Perhaps a career in the securities (or banking) industry is of interest. If so, here are some core principles to start your thinking in that direction. It is by no means an exhaustive list, but might be a good beginning point:


  1. Have discipline. The single most important attribute for success is a consistently applied strategy. Speculation is an effort, usually unsuccessful, to turn a little money into a lot. Investment is an effort, often successful, to prevent a lot of money from becoming a little;

  2. Bet on America. It’s the world’s largest economy, most innovative, most accounting transparent and most law-centric country. Many have bet against, for countless reasons, and they’ve been wrong;

  3. Dividends (and investment interest). There are significant data over long periods of time showing companies that consistently return capital to shareholders are more often the best managed. Such corporate leadership has to be highly effective capital allocators within their businesses. Moreover, there are more than fifty (50) well-known companies that have a twenty-five (25) year or more history of annually increasing their dividend payouts (“Dividend Aristocrats”). More are on a purposeful path to reach “aristocrat” status. These provide a near-certain annual income increase;

  4. Consider the balance sheet. Successful companies that are light on debt have the latitude to weather most any storm. Time works in these companies’ interests, as capital is allocated into long-term business strategies;

  5. Compounding works; “the eighth wonder of the world.” Time is a significant advantage when methodically engaging in compounding of income (all forms);

  6. Diversification. It’s a big, yet sometimes risky, world. Gain international exposure with U.S. companies that do measurable international business too, and have dedicated teams to effectively manage sales and currency exposures.

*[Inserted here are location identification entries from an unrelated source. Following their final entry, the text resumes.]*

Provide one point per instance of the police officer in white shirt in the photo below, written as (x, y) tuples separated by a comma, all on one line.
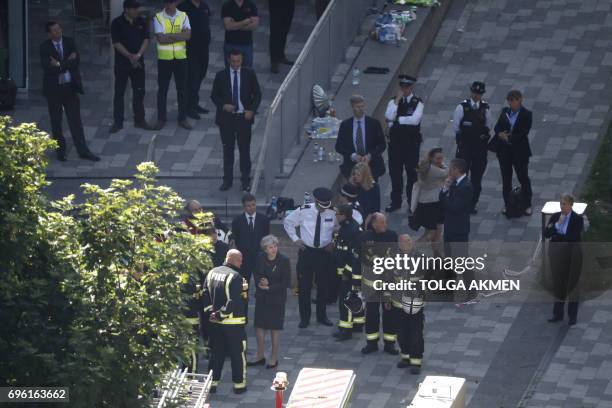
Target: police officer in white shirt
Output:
[(403, 115), (316, 225), (472, 126)]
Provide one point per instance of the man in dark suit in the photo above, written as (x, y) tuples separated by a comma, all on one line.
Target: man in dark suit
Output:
[(237, 96), (457, 198), (247, 231), (61, 86), (361, 139), (511, 143)]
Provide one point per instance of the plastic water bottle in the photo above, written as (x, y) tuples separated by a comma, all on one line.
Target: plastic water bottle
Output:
[(321, 153), (356, 73), (315, 153), (307, 198)]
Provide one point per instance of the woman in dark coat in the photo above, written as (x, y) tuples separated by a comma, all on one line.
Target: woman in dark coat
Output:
[(565, 232), (272, 279)]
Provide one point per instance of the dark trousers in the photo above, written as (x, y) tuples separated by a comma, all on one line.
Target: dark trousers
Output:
[(197, 66), (66, 100), (389, 320), (165, 70), (137, 78), (346, 317), (403, 156), (228, 339), (281, 15), (566, 263), (522, 173), (476, 160), (236, 130), (410, 336), (320, 6), (313, 262)]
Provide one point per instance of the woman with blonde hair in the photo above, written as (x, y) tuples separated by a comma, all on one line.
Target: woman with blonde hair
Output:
[(429, 212), (368, 191)]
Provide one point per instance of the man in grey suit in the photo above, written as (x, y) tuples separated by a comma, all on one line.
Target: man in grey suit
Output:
[(456, 197)]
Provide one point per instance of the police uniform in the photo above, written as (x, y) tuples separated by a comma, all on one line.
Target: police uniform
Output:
[(224, 298), (404, 120), (472, 124), (316, 232), (349, 191), (347, 269), (411, 320), (372, 245)]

Moreover, always stay diligent to see investment concentrations;

  7. Ignore noise. Whether from Wall Street, investment strategists, politicians, financial media, so-called experts and/or technicians, etc., stay wholly dedicated to one’s investment approach. Moreover, have a healthy skepticism; especially with the salesman;

  8. Price and liquidity. Buying “on-sale” is foundational. Understand value, a quality security and liquidity, while having an intentional bias towards “margin-of-safety” rather than expensive. Moreover, if it’s complex, it’s likely misunderstood, has liquidity challenges, especially in times of stress, when it’s usually most needed, and is too expensive. The salesman often favors illiquid investments, but it requires a never-ending vigilance in seeking accurate valuations;

  9. Determine taxes and fees. Math matters; know what one keeps;

  10. Risk/reward. Never chase a tip, a rumor, or anything that appears too good to be true. Every investment should be analyzed in relation to U.S. Treasury rates. One should also comprehend the likely direction of interest rates. Risk often comes from not knowing what you're doing, but thinking that you do.